Abstract
The Aspergillus oryzae Taka-amylase A (TAA) gene has been used as a model gene to characterize the regulatory mechanisms of gene expression in Aspergilli. TAA gene contained a typical eukaryotic promoter with a TATA box and putative regulatory elements such as a CCAAT sequence in its 5′-noncoding region. A nuclear protein designated AnCP bound to the CCAAT sequence. Replacement of the CCAAT sequence with CGTAA was found to abolish the binding of AnCP and to have an inhibitory effect on taa promoter activity. Although AnCP was not purified to homogeneity, AnCP appeared to have an apparent molecular mass of approximately 120 kDa.

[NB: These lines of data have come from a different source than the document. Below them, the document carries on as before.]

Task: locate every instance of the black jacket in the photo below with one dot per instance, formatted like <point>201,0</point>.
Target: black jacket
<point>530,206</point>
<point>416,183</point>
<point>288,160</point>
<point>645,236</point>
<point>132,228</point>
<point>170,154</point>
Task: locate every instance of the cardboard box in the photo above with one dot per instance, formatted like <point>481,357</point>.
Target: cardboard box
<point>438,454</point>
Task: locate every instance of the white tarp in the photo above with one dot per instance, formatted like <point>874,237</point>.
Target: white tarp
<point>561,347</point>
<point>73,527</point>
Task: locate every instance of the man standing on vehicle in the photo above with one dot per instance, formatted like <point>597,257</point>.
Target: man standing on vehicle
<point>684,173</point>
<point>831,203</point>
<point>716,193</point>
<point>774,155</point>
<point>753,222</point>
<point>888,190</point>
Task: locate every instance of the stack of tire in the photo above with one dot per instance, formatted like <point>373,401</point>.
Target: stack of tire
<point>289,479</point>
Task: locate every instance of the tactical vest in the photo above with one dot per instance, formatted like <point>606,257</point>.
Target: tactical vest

In Saccharomyces cerevisiae, the CCAAT-binding HAP complex is a heteromeric protein comprising at least four subunits (yHAP2, yHAP3, yHAP4 and yHAP5) and is involved in the regulation of genes responsible for oxidative phosphorylation. A gene designated hapC with significant homology to yHAP3 has been isolated from A. nidulans by Hynes et al. We expressed hapC gene as a fusion protein with MalE in E. coli, purified HapC protein and prepared anti-HapC antiserum. The MalE-HapC fusion protein was able to substitute for the authentic HapC in AnCP. Furthermore, addition of the anti-HapC antiserum to the DNA binding reaction mixture retarded the mobility of the shifted band. These indicate clearly that HapC protein acts as a subunit of AnCP and that AnCP is a counterpart of the yeast Hap complex.